[...] what we loved best was going to the Big Building, where Daddy worked, because sometimes you got a free pencil, the fact that we loved climbing on the big rock outside, the fact that I don't know if somebody dragged the thing there or it was just there when they built the university and they couldn't get rid of it, the fact that the paint was interestingly chipped and you could see how many layers it had, blue, red, white, yellow, green[...]
What I instantly saw in my mind's eye was the big seven- or eight-foot tall rock situated outside University Hall on the Northwestern University campus, which was in fact painted every time a sorority or fraternity or other campus organization decided to advertise themselves. I saw that rock every day all the time I was in grad school. Seeing the rock in my mind's eye, I remembered that yes, Ellmann had taught there, years before I got there as it happens, but I wondered if Lucy Ellmann might actually be the daughter of Richard and recalling her own childhood in Evanston, Illinois. Turns out, yes, she is.

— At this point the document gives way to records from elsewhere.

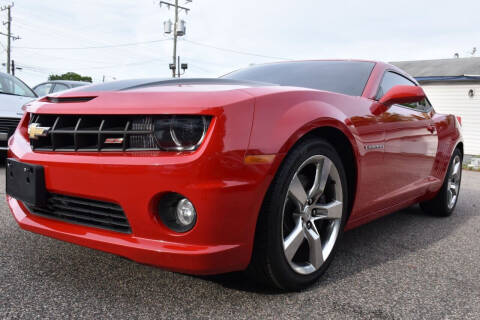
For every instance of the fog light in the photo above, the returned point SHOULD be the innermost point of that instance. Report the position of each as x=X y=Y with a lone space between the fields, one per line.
x=185 y=212
x=177 y=212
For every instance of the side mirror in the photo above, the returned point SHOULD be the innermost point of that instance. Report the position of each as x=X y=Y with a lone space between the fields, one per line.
x=398 y=95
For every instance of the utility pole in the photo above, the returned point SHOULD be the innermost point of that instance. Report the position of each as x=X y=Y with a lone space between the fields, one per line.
x=178 y=31
x=9 y=33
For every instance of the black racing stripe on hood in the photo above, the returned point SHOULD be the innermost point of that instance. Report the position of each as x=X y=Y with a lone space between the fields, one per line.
x=123 y=85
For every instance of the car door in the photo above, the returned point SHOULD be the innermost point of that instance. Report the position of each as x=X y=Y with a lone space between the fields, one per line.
x=411 y=144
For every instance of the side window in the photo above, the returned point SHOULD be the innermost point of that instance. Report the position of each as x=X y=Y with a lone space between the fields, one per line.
x=43 y=89
x=392 y=79
x=59 y=87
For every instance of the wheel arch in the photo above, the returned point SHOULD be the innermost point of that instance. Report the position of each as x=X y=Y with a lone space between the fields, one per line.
x=346 y=151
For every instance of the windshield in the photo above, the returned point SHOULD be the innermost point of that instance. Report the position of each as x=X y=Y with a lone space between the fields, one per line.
x=13 y=86
x=347 y=77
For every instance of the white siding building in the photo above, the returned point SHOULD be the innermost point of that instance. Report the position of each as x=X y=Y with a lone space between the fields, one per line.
x=453 y=86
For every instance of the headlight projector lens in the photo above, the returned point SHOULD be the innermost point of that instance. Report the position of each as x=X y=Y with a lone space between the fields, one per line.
x=181 y=132
x=177 y=212
x=185 y=212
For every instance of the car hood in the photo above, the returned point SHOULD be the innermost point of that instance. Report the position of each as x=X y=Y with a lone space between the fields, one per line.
x=11 y=106
x=150 y=96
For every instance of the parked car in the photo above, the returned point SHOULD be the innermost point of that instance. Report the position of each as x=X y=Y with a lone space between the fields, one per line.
x=53 y=86
x=13 y=95
x=262 y=169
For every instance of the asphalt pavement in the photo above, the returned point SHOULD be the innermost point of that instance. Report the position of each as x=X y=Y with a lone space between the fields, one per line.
x=407 y=265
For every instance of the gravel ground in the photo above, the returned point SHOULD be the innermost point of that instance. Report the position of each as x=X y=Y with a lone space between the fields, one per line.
x=404 y=266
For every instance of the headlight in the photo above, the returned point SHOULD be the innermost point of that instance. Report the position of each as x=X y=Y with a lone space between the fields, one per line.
x=180 y=132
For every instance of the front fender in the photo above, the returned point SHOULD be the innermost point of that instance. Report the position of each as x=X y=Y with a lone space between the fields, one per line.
x=280 y=120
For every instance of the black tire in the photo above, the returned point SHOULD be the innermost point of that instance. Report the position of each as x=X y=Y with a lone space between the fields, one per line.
x=440 y=205
x=269 y=264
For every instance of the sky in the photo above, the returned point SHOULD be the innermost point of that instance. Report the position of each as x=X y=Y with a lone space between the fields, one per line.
x=121 y=39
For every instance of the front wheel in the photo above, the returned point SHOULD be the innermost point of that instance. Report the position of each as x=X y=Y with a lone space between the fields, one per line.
x=446 y=199
x=302 y=217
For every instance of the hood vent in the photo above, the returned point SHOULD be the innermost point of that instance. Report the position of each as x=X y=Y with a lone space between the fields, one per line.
x=66 y=99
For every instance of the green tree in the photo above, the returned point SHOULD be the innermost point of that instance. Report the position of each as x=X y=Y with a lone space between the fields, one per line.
x=69 y=76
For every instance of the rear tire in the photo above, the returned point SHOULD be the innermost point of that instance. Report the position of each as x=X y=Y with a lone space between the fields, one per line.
x=443 y=204
x=302 y=218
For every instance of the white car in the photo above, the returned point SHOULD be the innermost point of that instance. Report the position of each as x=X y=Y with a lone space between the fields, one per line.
x=13 y=95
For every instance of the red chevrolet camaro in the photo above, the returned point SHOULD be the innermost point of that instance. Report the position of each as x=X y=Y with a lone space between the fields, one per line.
x=260 y=170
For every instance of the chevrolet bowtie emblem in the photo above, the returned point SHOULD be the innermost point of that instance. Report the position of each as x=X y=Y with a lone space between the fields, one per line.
x=34 y=131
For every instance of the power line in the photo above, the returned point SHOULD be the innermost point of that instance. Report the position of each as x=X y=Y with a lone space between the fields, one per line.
x=178 y=31
x=131 y=44
x=235 y=51
x=9 y=35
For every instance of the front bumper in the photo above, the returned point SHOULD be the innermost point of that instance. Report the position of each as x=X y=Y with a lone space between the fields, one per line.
x=227 y=195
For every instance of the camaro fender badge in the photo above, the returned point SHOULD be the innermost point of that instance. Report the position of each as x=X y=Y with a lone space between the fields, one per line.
x=34 y=131
x=114 y=140
x=374 y=146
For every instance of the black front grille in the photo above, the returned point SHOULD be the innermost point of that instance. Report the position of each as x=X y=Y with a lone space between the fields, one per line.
x=94 y=133
x=93 y=213
x=8 y=126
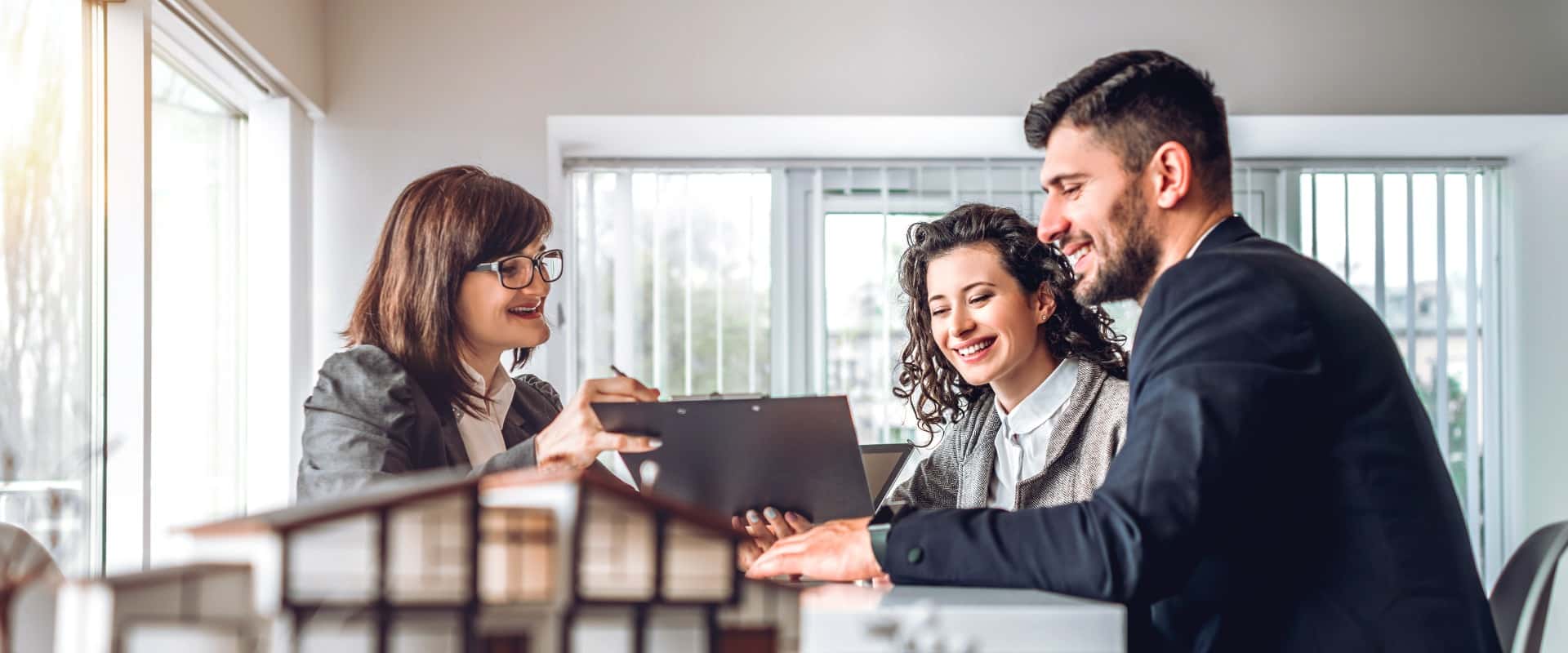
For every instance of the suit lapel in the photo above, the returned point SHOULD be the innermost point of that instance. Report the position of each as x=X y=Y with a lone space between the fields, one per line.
x=1084 y=390
x=974 y=475
x=516 y=428
x=1230 y=230
x=453 y=439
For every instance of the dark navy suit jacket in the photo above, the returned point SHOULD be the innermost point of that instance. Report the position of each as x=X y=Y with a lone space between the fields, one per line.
x=1280 y=489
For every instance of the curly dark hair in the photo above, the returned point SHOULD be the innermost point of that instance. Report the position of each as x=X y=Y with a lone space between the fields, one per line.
x=932 y=385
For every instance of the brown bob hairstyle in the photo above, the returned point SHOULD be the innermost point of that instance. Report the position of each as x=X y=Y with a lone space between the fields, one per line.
x=439 y=228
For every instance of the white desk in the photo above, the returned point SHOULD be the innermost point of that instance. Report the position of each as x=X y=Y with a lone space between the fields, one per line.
x=957 y=620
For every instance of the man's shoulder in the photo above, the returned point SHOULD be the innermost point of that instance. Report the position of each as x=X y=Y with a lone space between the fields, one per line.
x=1244 y=271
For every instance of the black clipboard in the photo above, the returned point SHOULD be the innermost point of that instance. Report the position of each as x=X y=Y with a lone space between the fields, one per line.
x=736 y=455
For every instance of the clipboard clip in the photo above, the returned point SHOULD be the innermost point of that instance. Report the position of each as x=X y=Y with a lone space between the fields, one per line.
x=712 y=397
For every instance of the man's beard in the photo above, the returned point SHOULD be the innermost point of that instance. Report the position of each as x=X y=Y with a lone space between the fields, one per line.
x=1126 y=271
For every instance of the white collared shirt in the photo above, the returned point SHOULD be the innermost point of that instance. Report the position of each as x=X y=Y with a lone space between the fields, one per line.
x=1024 y=438
x=482 y=434
x=1203 y=238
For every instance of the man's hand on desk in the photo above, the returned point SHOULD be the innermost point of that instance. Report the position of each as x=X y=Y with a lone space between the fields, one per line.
x=833 y=552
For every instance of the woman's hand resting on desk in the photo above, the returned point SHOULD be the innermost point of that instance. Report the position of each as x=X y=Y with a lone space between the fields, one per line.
x=765 y=528
x=576 y=438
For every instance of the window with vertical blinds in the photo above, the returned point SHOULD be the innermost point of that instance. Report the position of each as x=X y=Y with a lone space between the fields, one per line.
x=782 y=278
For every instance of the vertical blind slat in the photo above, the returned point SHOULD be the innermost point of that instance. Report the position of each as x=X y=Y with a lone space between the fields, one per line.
x=1471 y=373
x=686 y=281
x=590 y=296
x=1410 y=273
x=1440 y=373
x=1379 y=259
x=659 y=282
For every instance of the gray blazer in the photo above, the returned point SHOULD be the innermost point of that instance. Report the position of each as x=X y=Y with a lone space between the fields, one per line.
x=1085 y=438
x=368 y=420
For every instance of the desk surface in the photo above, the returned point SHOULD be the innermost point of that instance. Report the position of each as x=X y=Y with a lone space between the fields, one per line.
x=841 y=617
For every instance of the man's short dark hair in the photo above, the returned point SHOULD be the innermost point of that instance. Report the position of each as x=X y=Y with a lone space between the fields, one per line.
x=1136 y=102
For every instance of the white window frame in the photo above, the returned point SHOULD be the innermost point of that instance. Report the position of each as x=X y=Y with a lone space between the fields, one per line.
x=1322 y=140
x=1267 y=193
x=274 y=301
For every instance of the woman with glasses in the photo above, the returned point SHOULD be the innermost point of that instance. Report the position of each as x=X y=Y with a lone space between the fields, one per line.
x=460 y=278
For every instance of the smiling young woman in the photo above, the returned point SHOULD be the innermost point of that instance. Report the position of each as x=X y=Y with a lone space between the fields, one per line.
x=460 y=276
x=1027 y=384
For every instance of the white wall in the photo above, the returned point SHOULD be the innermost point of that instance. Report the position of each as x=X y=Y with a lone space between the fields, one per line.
x=286 y=35
x=1540 y=362
x=421 y=85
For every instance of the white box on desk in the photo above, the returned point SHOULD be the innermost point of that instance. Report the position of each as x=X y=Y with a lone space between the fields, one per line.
x=957 y=619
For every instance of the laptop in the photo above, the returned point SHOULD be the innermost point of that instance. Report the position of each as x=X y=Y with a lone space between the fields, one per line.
x=882 y=464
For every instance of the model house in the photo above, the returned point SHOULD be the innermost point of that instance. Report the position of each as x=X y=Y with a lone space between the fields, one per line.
x=526 y=561
x=201 y=608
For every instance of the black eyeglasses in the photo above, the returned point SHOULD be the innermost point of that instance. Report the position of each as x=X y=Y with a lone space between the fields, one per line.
x=516 y=273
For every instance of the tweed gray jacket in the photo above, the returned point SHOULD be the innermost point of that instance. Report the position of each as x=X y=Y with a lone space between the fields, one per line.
x=368 y=420
x=1087 y=434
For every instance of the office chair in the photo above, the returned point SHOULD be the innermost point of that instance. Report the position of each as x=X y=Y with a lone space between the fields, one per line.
x=1521 y=598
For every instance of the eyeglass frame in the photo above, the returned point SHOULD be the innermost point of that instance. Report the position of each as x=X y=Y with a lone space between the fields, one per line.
x=535 y=269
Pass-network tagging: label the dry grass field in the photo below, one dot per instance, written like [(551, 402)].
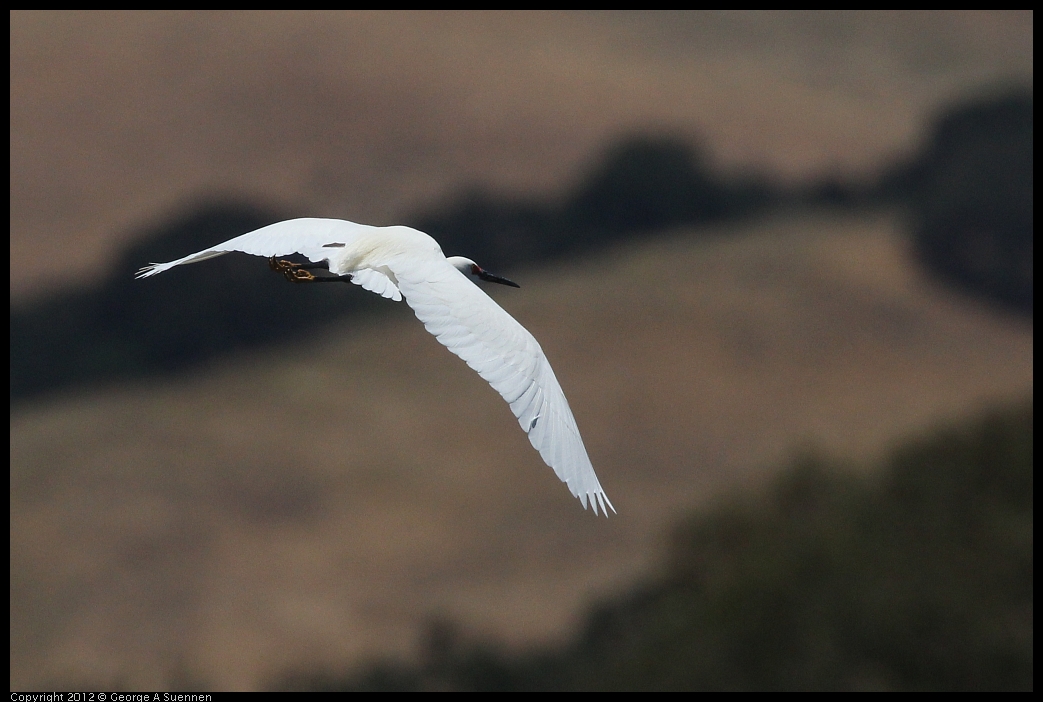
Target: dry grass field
[(118, 119), (313, 505)]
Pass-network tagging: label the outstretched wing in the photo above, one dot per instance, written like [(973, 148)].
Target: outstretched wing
[(470, 324), (313, 238)]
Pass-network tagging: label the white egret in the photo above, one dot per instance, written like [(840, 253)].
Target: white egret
[(397, 261)]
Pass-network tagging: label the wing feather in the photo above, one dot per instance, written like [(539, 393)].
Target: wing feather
[(470, 324), (314, 238), (398, 261)]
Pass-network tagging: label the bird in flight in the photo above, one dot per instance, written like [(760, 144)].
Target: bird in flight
[(398, 261)]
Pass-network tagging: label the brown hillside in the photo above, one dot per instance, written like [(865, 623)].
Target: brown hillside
[(310, 506)]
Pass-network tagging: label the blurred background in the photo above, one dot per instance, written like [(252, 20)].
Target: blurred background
[(781, 263)]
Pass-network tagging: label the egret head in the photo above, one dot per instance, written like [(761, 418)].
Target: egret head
[(476, 272)]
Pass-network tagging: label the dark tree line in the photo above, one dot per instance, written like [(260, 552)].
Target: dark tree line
[(918, 576)]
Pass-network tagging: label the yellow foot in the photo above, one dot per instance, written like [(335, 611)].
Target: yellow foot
[(291, 270)]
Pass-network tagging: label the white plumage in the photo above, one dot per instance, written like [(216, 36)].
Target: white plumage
[(398, 261)]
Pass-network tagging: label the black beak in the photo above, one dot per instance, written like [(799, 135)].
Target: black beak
[(489, 277)]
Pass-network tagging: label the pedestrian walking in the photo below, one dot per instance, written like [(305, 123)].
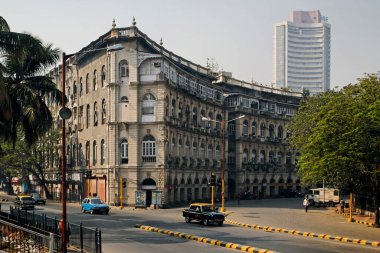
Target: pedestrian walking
[(306, 204), (342, 204)]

Not that the rest of the book is all that autobiographical, for all I know. Lucy Ellmann is not married to an engineering professor in Ohio, nor does she have a home baking business, nor did she teach Ohio state history as an adjunct. But whenever the narrative turns to her parents, I think, hmm, is that her father? Her mother?
Ducks, Newburyport is thus far (I'm on p. 162) living up to its notices. It's really good. But I also found myself wondering about those notices as I skimmed them in the fron pages of the book. Do hard-working book reviewers--or for that matter, members of juries of prestigious prizes--really have time to read through these 1000-page experimental novels before deadline? Or do they have to, you know, skim, dip, guess?
If you can find a copy, Jack Green's Fire the Bastards! is still illuminating. Green recounts being fascinating by William Gaddis's daunting debut novel, The Recognitions, looking up some reviews, and realizing that most of the reviewers, whether dismissive, neutral, or politely praising, had not actually read much of the book at all, relying instead on publicity info provided by the publisher.
There are a lot fewer newspaper book reviewers (and a lot fewer newspapers) than in Green's day, but you wonder how many of the people doing online reviewing or sharing opinions on Goodreads or blogs like this one actually read the book in question.
Tell you what, though--the opening pages of Ducks, Newburyport also includes, right alongside the snippets from Los Angeles Review of Books and Cosmopolitan, blurbs from the owners of independent bookstores. You know what? Those people I trust. God bless them.